In the 2004 presidential campaign, John Kerry was infamously and repeatedly quoted as voting "for the Iraq war before I voted against it." Branded a flip-flopper on an issue of the utmost national importance, Kerry never truly overcame the label and his seemingly hypocritical voting record.


Now, the shoe is on the other foot…or hoof, if you will. Not content with simply spitting on the US Constitution, the Interloper has set out to render irrelevant the Geneva Convention. That Republican congressional cronies would be on board is no surprise; what is, however, is that Dubya and some of his most ardent supporters today were singing a different tune in the not-too-distant past.


Some of the very Republicans who now say the War Crimes Act needs to be amended were among those who helped write it 10 years ago. [House Armed Services Committee chairman] Duncan Hunter, in fact, was one of the 15 Republicans in the House (there were also three Democrats) who co-sponsored the original legislation, and he also co-sponsored an expansion of the act, covering even more potential transgressions, that passed the very next year. Similarly, in the Senate, the man who shepherded the original bill through that body in 1996, Oklahoma Republican James Inhofe, is now a co-sponsor of the bill that would gut it.


Bush, too, is not above going back on his word. During a radio address in March 2003, Dubya said he was committed to strict adherence to the accepted laws of war. "The contrast could not be greater between the honorable conduct of our liberating force and the criminal acts of the enemy," he said.


So what happened? Are Bush and the GOP flip-floppers on a scale that goes far beyond John Kerry? It's hard to argue otherwise, at least when you look at the facts.
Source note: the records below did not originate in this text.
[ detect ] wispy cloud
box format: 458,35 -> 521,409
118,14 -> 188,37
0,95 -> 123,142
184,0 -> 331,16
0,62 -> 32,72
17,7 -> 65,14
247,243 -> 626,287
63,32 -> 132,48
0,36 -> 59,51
But I'm not convinced. The self-proclaimed " Decider" is not known to easily change his mind, and flip-flopping – even if/when warranted by new evidence – is completely out of character. No, my guess is that the Wonderful Wizard of the White House talked the talk back in 2003, but never truly intended to walk the walk. Through his blatant disregard for political tradition, diplomacy and universally acceptable behavior, George W. Bush has repeatedly shown that he thinks he is above the law. He may have paid lip service to the Geneva Convention when it was politically beneficial for him to do so, but that was all for show.


When rules don't apply to you, how can you break them? And when you don't mean what you say, how can you ever be judged harshly for going against your word? That's not flip-flopping, friends…that's just a big "fuck you".